Prismatic gives B2B SaaS teams ready-made connectors and an API to embed deep integrations directly into their product – in a market headed to $62B.
ENTRY ANGLES
AI-native integration platform that automates integration development · Integration platform targeting enterprise software sales · Developer-focused iPaaS solution leveraging AI for faster deployment
VERTICALS
CAPABILITIES
AI/automation for integration development, Enterprise software integration expertise, Infrastructure for persistent integration needs
Prismatic is a developer platform for cloud-based B2B software companies. It gives them the infrastructure to embed deep integration capabilities directly into their product – letting their customers connect it with whatever other cloud tools they already use.
The platform ships with ready-made connectors for a wide range of popular cloud services. When a developer needs something more specific – a connector to a customer's internal system, for instance – Prismatic's API and component library make it straightforward to build one.
But a connector is just one piece of the puzzle. In practice, enterprise customers don't just need two systems to talk to each other – they need to build full integration workflows: sequences of data exchanges, conditional logic, branching actions triggered by specific events.
With Prismatic, customers can build those workflows themselves – no developer required. A non-technical employee can assemble integrations using a visual editor, dragging the relevant connectors into the right sequence. No code, no IT ticket, no waiting.
When something breaks – whether during setup or in routine operation – Prismatic surfaces a full log of all data exchanges so the problem can be pinpointed quickly. And because that debugging can also be done by the customer's own staff, the support burden on the SaaS vendor's team drops considerably.
Prismatic has been steadily acquiring customers and sustaining strong growth momentum, which is reflected in its investment trajectory: $3.3M in spring 2021, $9M in early 2023, and now $22M – a year after that previous round.
Every company is becoming a software company, whether it wants to or not. The tools stack keeps growing.

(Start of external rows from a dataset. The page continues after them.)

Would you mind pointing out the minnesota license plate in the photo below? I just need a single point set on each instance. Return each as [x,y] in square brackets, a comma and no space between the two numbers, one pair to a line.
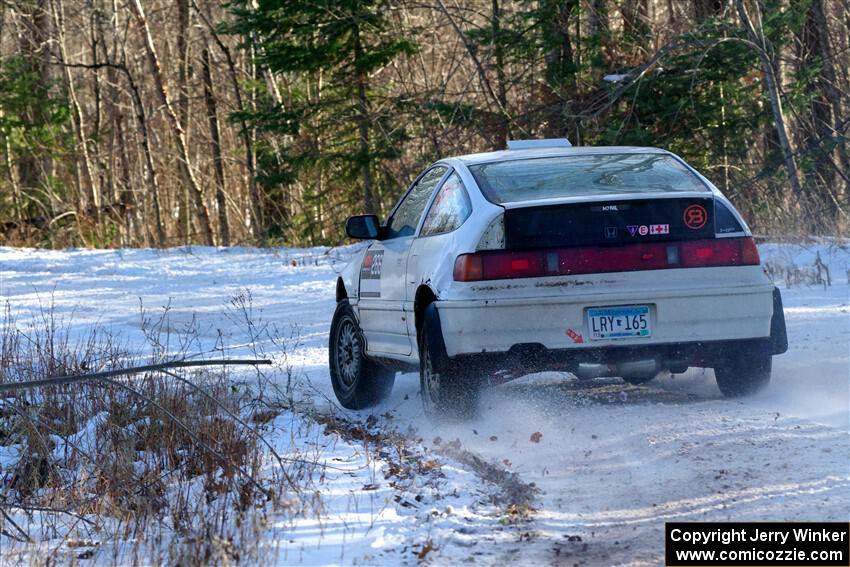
[619,322]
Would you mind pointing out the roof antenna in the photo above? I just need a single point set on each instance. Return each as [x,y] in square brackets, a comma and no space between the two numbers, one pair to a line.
[537,144]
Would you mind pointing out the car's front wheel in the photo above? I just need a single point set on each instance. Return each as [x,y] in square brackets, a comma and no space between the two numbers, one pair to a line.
[744,373]
[446,391]
[358,382]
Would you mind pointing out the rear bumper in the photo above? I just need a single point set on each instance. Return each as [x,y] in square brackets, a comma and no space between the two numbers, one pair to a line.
[679,317]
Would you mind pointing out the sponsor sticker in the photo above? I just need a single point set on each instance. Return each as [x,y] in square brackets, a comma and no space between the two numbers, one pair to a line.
[370,273]
[652,229]
[695,217]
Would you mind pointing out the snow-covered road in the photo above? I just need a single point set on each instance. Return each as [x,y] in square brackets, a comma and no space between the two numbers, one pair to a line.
[614,461]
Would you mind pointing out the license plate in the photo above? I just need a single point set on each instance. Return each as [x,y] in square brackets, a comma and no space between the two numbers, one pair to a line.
[619,322]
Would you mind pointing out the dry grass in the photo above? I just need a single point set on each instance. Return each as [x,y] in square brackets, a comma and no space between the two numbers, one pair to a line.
[174,468]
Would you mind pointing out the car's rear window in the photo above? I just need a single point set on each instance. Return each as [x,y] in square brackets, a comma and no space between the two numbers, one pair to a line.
[580,175]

A MuleSoft study found that organizations of meaningful size were running an average of 1,061 applications in 2023 – up from 976 the year before.
Each application handles a slice of the business. But what companies actually need is to automate full processes that span multiple applications. 80% of companies surveyed said that the single biggest obstacle to digitizing their workflows was the need to integrate those applications with one another.

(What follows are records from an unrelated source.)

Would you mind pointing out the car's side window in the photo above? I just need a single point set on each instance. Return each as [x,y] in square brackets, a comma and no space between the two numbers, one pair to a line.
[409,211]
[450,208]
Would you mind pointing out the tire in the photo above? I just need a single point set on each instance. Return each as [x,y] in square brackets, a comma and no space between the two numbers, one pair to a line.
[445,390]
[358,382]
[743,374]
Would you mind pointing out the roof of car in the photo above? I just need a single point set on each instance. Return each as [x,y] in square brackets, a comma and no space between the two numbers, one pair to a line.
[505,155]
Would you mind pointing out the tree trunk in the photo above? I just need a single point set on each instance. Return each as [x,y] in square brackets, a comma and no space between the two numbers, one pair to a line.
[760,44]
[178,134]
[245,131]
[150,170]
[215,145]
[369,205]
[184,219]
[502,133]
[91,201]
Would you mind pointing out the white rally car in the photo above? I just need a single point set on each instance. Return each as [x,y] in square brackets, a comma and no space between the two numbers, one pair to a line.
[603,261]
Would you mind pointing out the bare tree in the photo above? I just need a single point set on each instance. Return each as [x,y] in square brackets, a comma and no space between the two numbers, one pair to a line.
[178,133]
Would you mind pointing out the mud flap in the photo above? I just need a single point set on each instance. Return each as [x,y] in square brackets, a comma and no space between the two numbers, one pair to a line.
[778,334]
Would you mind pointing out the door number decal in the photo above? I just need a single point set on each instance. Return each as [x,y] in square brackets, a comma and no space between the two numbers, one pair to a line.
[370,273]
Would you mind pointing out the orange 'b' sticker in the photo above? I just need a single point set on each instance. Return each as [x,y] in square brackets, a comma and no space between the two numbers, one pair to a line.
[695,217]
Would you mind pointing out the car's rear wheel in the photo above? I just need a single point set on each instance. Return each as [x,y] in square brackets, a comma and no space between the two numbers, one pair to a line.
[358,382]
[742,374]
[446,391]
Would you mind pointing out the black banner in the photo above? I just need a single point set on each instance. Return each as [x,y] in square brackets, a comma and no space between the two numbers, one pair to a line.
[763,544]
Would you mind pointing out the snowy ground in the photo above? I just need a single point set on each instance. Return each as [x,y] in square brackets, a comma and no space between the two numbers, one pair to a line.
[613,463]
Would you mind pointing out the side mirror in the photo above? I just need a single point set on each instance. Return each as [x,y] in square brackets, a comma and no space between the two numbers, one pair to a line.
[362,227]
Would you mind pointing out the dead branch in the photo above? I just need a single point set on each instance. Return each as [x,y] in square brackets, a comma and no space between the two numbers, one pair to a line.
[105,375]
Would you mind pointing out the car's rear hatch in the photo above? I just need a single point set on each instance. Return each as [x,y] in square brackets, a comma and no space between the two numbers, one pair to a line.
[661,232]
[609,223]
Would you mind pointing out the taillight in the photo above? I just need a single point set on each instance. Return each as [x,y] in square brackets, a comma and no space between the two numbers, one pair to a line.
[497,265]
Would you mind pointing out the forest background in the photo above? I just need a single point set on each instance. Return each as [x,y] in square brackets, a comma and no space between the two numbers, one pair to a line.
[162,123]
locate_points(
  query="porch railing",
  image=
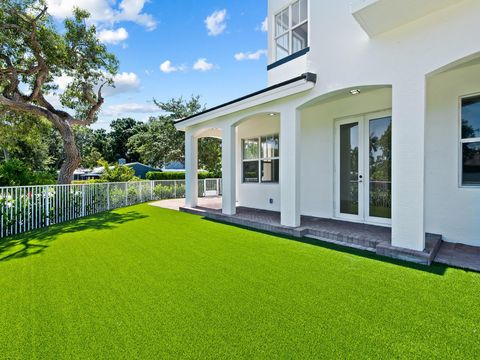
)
(25, 208)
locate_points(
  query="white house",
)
(371, 114)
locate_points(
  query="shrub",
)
(169, 191)
(177, 175)
(118, 173)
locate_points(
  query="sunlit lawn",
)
(143, 282)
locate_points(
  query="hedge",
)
(177, 175)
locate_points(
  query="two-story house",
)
(371, 115)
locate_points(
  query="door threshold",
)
(362, 222)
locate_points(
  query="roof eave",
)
(293, 86)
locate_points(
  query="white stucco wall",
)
(342, 54)
(256, 195)
(450, 210)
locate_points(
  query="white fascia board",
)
(264, 98)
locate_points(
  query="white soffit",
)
(378, 16)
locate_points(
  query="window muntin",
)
(470, 141)
(291, 29)
(260, 161)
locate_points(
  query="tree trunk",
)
(72, 155)
(6, 155)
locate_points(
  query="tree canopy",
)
(33, 53)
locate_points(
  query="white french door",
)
(363, 180)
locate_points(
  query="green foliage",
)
(210, 155)
(159, 142)
(25, 137)
(124, 129)
(169, 191)
(178, 175)
(117, 173)
(93, 145)
(16, 173)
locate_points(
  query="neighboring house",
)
(371, 114)
(174, 166)
(140, 169)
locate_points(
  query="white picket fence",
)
(25, 208)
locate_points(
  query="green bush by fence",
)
(177, 175)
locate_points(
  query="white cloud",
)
(168, 68)
(113, 36)
(105, 11)
(249, 55)
(264, 25)
(202, 65)
(216, 22)
(124, 82)
(132, 108)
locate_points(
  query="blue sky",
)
(146, 34)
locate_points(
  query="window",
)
(291, 29)
(260, 159)
(470, 141)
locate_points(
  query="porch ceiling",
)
(287, 88)
(378, 16)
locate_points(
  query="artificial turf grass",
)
(143, 282)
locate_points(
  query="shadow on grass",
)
(435, 268)
(37, 241)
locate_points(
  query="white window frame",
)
(259, 159)
(290, 29)
(464, 141)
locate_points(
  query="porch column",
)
(229, 201)
(290, 167)
(191, 169)
(408, 158)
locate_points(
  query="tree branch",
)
(42, 73)
(96, 104)
(24, 107)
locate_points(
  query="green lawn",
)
(144, 282)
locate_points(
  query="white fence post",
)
(24, 208)
(47, 207)
(108, 196)
(83, 200)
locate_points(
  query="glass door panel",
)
(348, 168)
(380, 168)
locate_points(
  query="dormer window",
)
(291, 29)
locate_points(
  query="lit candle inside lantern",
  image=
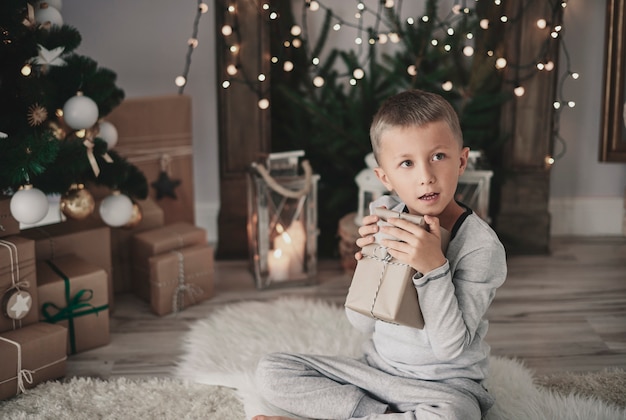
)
(279, 265)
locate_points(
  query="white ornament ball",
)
(80, 112)
(48, 14)
(108, 133)
(116, 210)
(29, 205)
(57, 4)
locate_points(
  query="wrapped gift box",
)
(180, 278)
(91, 244)
(157, 241)
(73, 293)
(155, 134)
(382, 288)
(39, 349)
(8, 224)
(18, 283)
(152, 217)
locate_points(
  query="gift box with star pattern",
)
(18, 283)
(155, 134)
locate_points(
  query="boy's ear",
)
(382, 176)
(463, 160)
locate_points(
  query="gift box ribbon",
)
(182, 287)
(16, 283)
(386, 259)
(24, 375)
(78, 305)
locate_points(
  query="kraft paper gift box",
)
(157, 241)
(121, 262)
(155, 134)
(180, 278)
(73, 293)
(382, 287)
(8, 224)
(92, 244)
(30, 356)
(18, 283)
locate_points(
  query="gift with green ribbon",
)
(74, 294)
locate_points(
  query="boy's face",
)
(422, 165)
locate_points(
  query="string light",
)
(385, 31)
(192, 42)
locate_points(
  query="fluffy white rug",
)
(121, 398)
(224, 349)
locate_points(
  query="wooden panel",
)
(244, 130)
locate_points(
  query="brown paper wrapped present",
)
(91, 244)
(157, 241)
(30, 356)
(73, 293)
(180, 278)
(155, 134)
(8, 224)
(382, 288)
(151, 218)
(18, 283)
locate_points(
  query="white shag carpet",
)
(224, 349)
(121, 398)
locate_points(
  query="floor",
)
(560, 312)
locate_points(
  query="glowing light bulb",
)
(264, 103)
(227, 30)
(231, 69)
(26, 70)
(180, 81)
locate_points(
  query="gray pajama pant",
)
(336, 387)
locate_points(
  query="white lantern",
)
(370, 188)
(282, 221)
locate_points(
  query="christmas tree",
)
(329, 118)
(53, 138)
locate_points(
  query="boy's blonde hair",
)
(413, 108)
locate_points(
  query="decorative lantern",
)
(370, 188)
(282, 221)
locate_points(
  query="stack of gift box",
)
(58, 282)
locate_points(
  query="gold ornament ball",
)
(135, 217)
(77, 203)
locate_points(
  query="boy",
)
(406, 373)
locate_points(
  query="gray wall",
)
(144, 42)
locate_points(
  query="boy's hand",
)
(416, 246)
(367, 230)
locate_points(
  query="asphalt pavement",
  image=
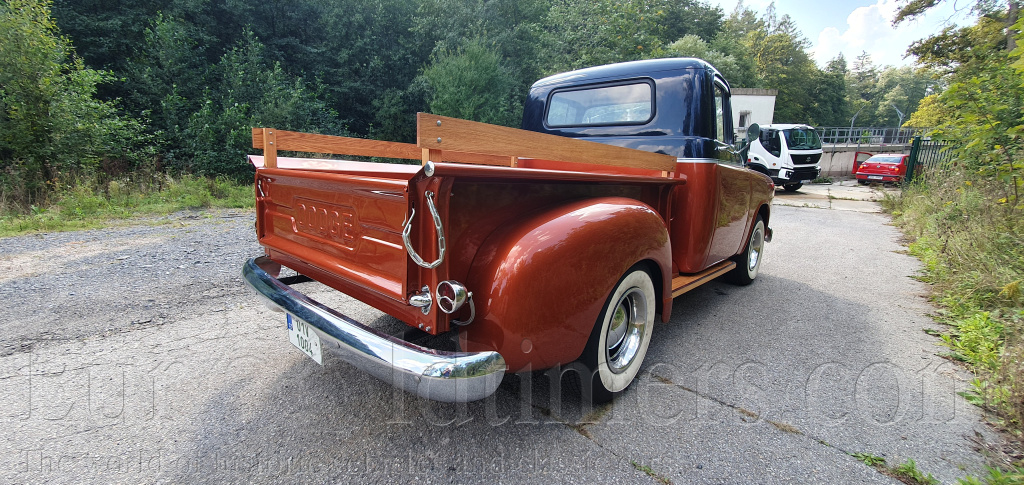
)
(128, 359)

The result: of the 1,000+ applications in use at a typical enterprise, only 29% are actually integrated into business processes. The rest sit in silos.
This gap spawned its own market category: iPaaS, or Integration Platform as a Service. It covers both standalone integration layers and embedded solutions – like Prismatic – that let SaaS vendors bake integration capabilities directly into their products.
The market is growing fast. iPaaS was worth $5.3B in 2021 and is projected to reach $61.7B by 2030.
Several strong players have emerged, a few of which have been [covered previously](/review/bez-jetogo-uzhe-ne-prodat): WorkOS raised $95M total (including an $80M round in 2022). Paragon, covered around the same time, raised $16.5M. Merge – [reviewed in spring 2021](/review/integracija-cherez-odno-mesto) when it raised a $4.5M seed – followed with $15M, then $55M. Finch, [covered in early 2023](/review/zolotaja-integracija), focuses exclusively on HR platform integrations and has raised $62.1M. Digibee, not covered here, quietly built to $99.3M raised.
What's striking is that Prismatic's founder didn't set out to build an integration platform. He was building a B2B SaaS product and ended up constructing roughly 600 custom connectors just to satisfy enterprise customer demands. At some point, the connectors had consumed the roadmap. So he stopped, and built a startup around the problem itself.
The same origin story keeps appearing across this space. The founder of WorkOS was building an email client (Nylas) and discovered that selling to enterprises required integration depth he didn't have. The founder of Paragon built another email client (Polymail) and hit the same wall. The founder of Finch was selling an employee lending product and found he couldn't close deals because his product lacked integrations with the HR systems his prospects used.
In other words, the integration market is invisible until you're inside it – you don't see the problem clearly until you've tried to sell enterprise software and discovered, mid-pitch, that you're missing integrations with a thousand other tools.
Developers have a well-known tendency to build technically beautiful platforms for problems that don't exist. The integration market is the mirror image of that trap: the demand is enormous, obvious to anyone who's tried to sell enterprise software, and growing fast enough that there's still plenty of space.
Given that the iPaaS market is expected to 10x over the next few years, this is a strong opportunity for technically-oriented teams. The problem is well-defined, the potential customer base is large, and the infrastructure need is persistent.
That said, AI is already reaching into this space. Integration development is inherently repetitive work – exactly the kind of task that's ripe for automation. Integration.app has built an AI-native integration platform claiming it can compress development time from weeks to hours.
The underlying principles of building integration platforms are shifting. Anyone entering this space now should factor that in – because the competitive baseline is already moving.